The sure sign of the village proper is in its traces of architectural permanence. The houses of Jarmo were only the size of a small cottage by our standards, but each was provided with several rectangular rooms. The walls of the houses were made of puddled mud, often set on crude foundations of stone. (The puddled mud wall, which the Arabs call touf, is built by laying a three to six inch course of soft mud, letting this sun-dry for a day or two, then adding the next course, etc.) The village probably looked much like the simple Kurdish farming village of today, with its mud-walled houses and low mud-on-brush roofs. I doubt that the Jarmo village had more than twenty houses at any one moment of its existence. Today, an average of about seven people live in a comparable Kurdish house; probably the population of Jarmo was about 150 people.

SKETCH OF JARMO ASSEMBLAGE

CHIPPED STONE
UNBAKED CLAY
GROUND STONE
POTTERY UPPER THIRD OF SITE ONLY.
REED MATTING
BONE
ARCHITECTURE

It is interesting that portable pottery does not appear until the last third of the life of the Jarmo village. Throughout the duration of the village, however, its people had experimented with the plastic qualities of clay. They modeled little figurines of animals and of human beings in clay; one type of human figurine they favored was that of a markedly pregnant woman, probably the expression of some sort of fertility spirit. They provided their house floors with baked-in-place depressions, either as basins or hearths, and later with domed ovens of clay. As we’ve noted, the houses themselves were of clay or mud; one could almost say they were built up like a house-sized pot. Then, finally, the idea of making portable pottery itself appeared, although I very much doubt that the people of the Jarmo village discovered the art.

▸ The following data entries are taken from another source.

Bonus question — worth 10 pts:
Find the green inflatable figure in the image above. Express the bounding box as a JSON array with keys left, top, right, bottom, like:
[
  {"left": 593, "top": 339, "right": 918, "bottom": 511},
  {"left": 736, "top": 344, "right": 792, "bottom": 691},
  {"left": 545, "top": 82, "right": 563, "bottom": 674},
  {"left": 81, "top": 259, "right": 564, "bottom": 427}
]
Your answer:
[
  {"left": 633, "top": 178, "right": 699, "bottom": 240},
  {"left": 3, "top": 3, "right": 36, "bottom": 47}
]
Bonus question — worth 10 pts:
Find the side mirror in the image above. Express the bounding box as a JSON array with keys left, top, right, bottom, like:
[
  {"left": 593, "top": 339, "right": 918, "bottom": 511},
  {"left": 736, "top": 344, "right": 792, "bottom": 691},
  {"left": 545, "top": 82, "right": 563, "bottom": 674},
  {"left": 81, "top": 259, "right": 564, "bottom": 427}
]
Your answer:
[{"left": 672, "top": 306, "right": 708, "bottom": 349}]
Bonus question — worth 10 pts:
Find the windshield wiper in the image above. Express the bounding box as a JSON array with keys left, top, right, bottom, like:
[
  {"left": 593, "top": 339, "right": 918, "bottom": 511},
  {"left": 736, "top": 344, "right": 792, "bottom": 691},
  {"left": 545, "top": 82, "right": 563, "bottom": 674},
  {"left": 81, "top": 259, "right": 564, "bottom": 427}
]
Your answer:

On the other hand, the old tradition of making flint blades and microlithic tools was still very strong at Jarmo. The sickle-blade was made in quantities, but so also were many of the much older tool types. Strangely enough, it is within this age-old category of chipped stone tools that we see one of the clearest pointers to a newer age. Many of the Jarmo chipped stone tools—microliths—were made of obsidian, a black volcanic natural glass. The obsidian beds nearest to Jarmo are over three hundred miles to the north. Already a bulk carrying trade had been established—the forerunner of commerce—and the routes were set by which, in later times, the metal trade was to move.

There are now twelve radioactive carbon “dates” from Jarmo. The most reasonable cluster of determinations averages to about 6750 ± 200 B.C., although there is a completely unreasonable range of “dates” running from 3250 to 9250 B.C.! If I am right in what I take to be “reasonable,” the first flush of the food-producing revolution had been achieved almost nine thousand years ago.